Curved Space

There is more there, there.

Introduction

Near a mass, like a star, space becomes "curved." Here is one interesting yet simple thought experiment that shows one property of curved space.

To Do and Notice

Consider four marker buoys in deep space far from any masses. Each buoy sends out light pulses which travel to its neighbors. The neighbors send out a return pulses. The four buoys are adjusted so that the light takes one year to travel from each buoy to its nearest neighbors. The angles are surveyed so that the buoys make a square. Four buoys are arranged at the corners of a square one light year on a side.

Tow two neutron stars into position on either side of the middle of the line between the bottom two buoys. Two neutron stars are placed on either side of the bottom of the square.

Once again the square is surveyed.

The light now takes longer to travel between the bottom two buoys.

The light traveling between the bottom two buoys still appears to travel in a straight line.
The lines between the buoys still make 90 degree angles at the corners.

Yet the bottom distance is longer than the other three distances.

Bringing the stars into position makes more distance between the bottom two stars.

The laws about squares we have learned from Euclidean geometry on earth no longer apply because space is "curved" by the presence of mass.

So What?

A version of this experiment has been done by sending radio signals between antennas on the surface of the earth and the Viking Lander spacecraft on the surface of Mars. The distance to Mars can be precisely measured (to +- 5 m or 1 part in 10^11 ) and its orbit exactly determined. The orbit of the earth is also known precisely.

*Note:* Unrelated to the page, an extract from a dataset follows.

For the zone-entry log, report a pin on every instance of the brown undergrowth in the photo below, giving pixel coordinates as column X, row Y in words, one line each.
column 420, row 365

When the radio signals travel near the sun on their way from the earth to Mars and back they take longer because space is curved near the sun, there is more "there" there. A radio signal travels from the earth to mars and back passing close to the sun.

In the case of the Mars spacecraft experiment the light path is also bent into an arc. That is why I used two neutron stars to keep the light path exactly straight. However, the distance along the curved light trajectory is even longer than the extra distance because of the curvature of the path.

Math Root

The distance that light falls under gravity can be easily approximated, just calculate the distance light would fall under the laws of Newtonian mechanics and double the answer. (This approximation only holds when gravity is not supper strong so you cannot use it near black holes and neutron stars.)

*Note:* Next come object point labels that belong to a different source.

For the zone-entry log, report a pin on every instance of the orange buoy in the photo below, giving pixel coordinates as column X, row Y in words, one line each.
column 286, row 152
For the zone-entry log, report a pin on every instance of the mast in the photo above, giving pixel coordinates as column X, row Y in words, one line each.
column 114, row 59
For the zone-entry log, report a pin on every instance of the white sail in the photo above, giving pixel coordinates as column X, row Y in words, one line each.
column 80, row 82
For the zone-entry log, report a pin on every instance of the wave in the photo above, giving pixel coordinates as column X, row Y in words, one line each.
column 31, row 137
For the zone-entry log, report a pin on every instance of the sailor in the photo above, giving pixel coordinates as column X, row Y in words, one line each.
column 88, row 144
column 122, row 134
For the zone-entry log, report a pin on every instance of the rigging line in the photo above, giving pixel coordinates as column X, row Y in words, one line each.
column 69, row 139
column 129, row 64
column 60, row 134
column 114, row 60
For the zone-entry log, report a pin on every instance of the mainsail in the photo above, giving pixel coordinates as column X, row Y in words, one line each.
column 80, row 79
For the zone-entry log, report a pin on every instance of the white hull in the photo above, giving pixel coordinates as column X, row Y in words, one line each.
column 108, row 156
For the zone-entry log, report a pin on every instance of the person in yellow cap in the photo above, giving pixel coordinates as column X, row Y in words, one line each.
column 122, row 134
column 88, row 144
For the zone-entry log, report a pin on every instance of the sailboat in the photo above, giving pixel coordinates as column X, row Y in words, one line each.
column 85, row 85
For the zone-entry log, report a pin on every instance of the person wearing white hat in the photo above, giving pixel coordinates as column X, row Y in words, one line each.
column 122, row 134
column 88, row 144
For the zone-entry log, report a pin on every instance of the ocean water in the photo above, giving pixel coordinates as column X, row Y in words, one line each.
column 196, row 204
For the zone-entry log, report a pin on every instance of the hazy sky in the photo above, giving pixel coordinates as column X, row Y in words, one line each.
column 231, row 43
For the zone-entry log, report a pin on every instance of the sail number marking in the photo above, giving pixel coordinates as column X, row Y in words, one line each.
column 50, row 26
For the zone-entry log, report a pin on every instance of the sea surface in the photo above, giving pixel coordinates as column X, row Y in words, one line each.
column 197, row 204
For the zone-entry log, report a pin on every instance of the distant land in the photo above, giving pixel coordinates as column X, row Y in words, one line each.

So how far, d, does light fall when traveling across a 10 meter wide classroom?

The distance an object fall under Newtonian constant gravitational acceleration, g, in a time, t is:

d = 1/2 g t^2

So we need to know the time it takes light to cross the room, D, since light travels at constant speed c we can calculate the time.

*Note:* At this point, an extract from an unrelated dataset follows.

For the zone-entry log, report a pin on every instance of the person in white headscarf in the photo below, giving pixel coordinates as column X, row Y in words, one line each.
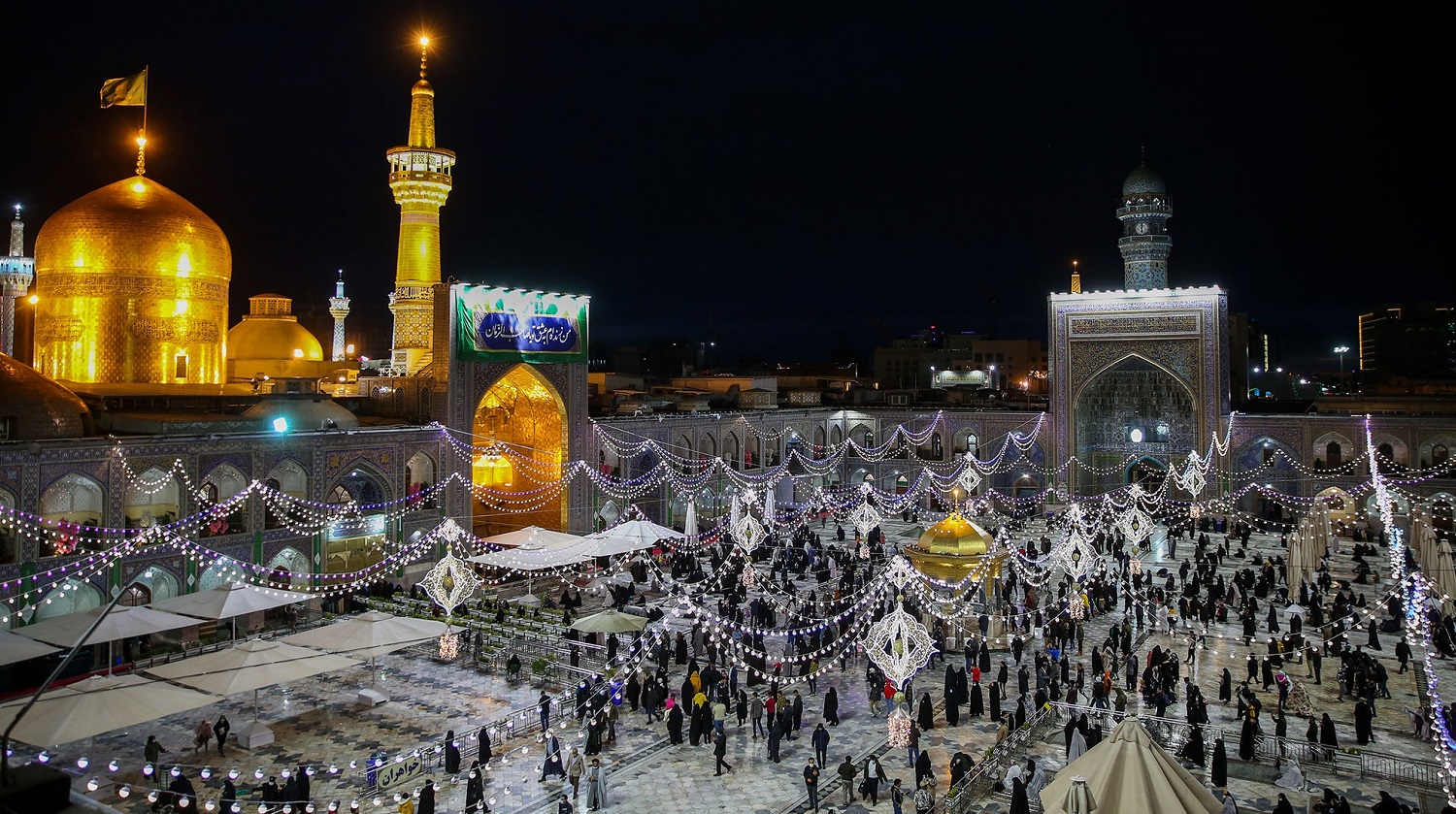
column 1037, row 782
column 1293, row 778
column 1079, row 746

t = D/c = 10 m/ 3 x 10^8 m/s = 3 x 10^-8 s, or 30 nanoseconds.

in 30 nanoseconds light then falls

d = 1/2 * 10 m/s^2 * (3 * 10^-8)^2

d = 5 * 10^-15 m

This is about five times the diameter of a hydrogen nucleus.

The distance that light falls according to general relativity is twice this or 10^-14 m.

Etc.

This was predicted by Einstein. Sir Arthur Eddington photographed stars behind the sun during a total solar eclipse in 1919 the stars appeared to shift position in the sky due to the bending of their light as it passed near the sun. The bending was closer to Einstein's prediction than Newtons. This was one of the first strong experimental confirmations of a prediction of general relativity.